The bench is where Self’s recruiting shortcomings really rears its ugly head.  Self is basically stealing minutes of rest with just three players, none of which are really good enough to be playing regularly in a conference as good as the Big XII.  Conner Teahan is the most disappointing because he is supposed to be a three point specialist and he has struggled mightily most of the season.  Let’s face facts here – if Teahan isn’t hitting 3’s, he isn’t contributing much.  His defense is barely adequate and he often looks overmatched on both ends of the court.  He does hustle and rebound but most times, it is not enough.  Kevin Young and Justin Wesley are both just foul fodder.  There have been few seasons when either of these guys would have been good enough to see any court time at KU.  Again, they work hard but just fall short of being skilled enough to make much more than an occasional positive contribution.

This team reminds me a little of the 1987-1988 champions.  Each features one incredible player of the year candidate and not a whole lot else.  Each team had some big ups and downs throughout the season.  This biggest difference is that this squad has overachieved most of the season.  They have been a ranked team all year.  They still have a great chance to win another league championship.  I can not predict at this time how I think they will do in the NCAA tournament.  I can easily see this team losing in one of the first two rounds.  When a team is as shallow as this one is, a single game can easily be influenced heavily and negatively, by foul trouble or a slight injury.  If KU would lose early in the tourney this season, I would be disappointed but not overly surprised.  Self’s teams do have a history of early exits in the tournament.

On the other hand, we all know perfectly well that a single player can throw a team over his shoulder and carry them to the promise land.  We have seen it firsthand.  T-Rob could be this kind of player.  Robinson also has a very talented caddy in Taylor, who could easily go on a six-game hot streak and propel KU right into the Final Four and maybe even to a championship.  Coach Bill Self has a history here too.  We all know he has a championship under his belt as well as some of those early exits. 

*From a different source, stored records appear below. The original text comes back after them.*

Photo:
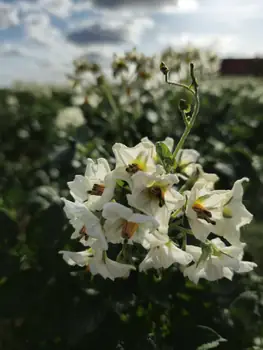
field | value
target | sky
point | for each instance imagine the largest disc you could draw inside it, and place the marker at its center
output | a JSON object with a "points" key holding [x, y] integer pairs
{"points": [[39, 39]]}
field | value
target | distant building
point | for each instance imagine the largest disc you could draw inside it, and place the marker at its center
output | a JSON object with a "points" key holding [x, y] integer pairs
{"points": [[242, 67]]}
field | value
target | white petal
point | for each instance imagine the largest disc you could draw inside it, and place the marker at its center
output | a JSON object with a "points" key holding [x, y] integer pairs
{"points": [[228, 273], [200, 228], [173, 199], [76, 258], [194, 251], [118, 270], [213, 272], [246, 266], [113, 231], [237, 189], [178, 255], [115, 211], [98, 267], [79, 188], [90, 168], [187, 156], [103, 168], [140, 219]]}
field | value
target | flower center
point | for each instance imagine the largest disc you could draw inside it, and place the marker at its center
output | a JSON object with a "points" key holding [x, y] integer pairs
{"points": [[133, 168], [83, 232], [138, 164], [97, 190], [128, 229], [227, 213], [157, 193], [203, 213]]}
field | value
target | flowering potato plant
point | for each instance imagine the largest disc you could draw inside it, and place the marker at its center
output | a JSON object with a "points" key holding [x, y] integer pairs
{"points": [[160, 208]]}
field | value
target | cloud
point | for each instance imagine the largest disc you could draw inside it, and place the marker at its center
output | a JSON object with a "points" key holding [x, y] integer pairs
{"points": [[115, 4], [110, 31], [182, 6], [222, 44], [8, 15], [97, 33]]}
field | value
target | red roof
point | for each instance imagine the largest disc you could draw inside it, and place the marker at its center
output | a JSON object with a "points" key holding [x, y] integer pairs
{"points": [[243, 66]]}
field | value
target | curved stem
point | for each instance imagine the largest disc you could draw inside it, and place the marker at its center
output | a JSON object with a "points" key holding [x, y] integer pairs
{"points": [[188, 126]]}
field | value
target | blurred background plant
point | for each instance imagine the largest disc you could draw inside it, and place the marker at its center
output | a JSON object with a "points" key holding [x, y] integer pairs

I think if this turns out to be KU’s down year and Coach Self learns from his past mistakes in recruiting, as it appears he has, we as KU fans should feel very fortunate.  There are a lot of schools out there who love to be ranked in the top ten and be tied for first in their conference in a down season.  This may very well be Self’s greatest coaching job.  He has worked miracles with a team with very few BCS-type players.  As KU fans, we are definitively spoiled rotten.  I, for one, don’t mind.   I am looking forward to the last few weeks of the regular season and the tourney season.  I will cheer the Jayhawks on for however long they last in the post season and I will probably be disappointed and a little mad if, or when, we lose.  Yet, I wouldn’t want to follow any other team or coach.  Rock Chalk!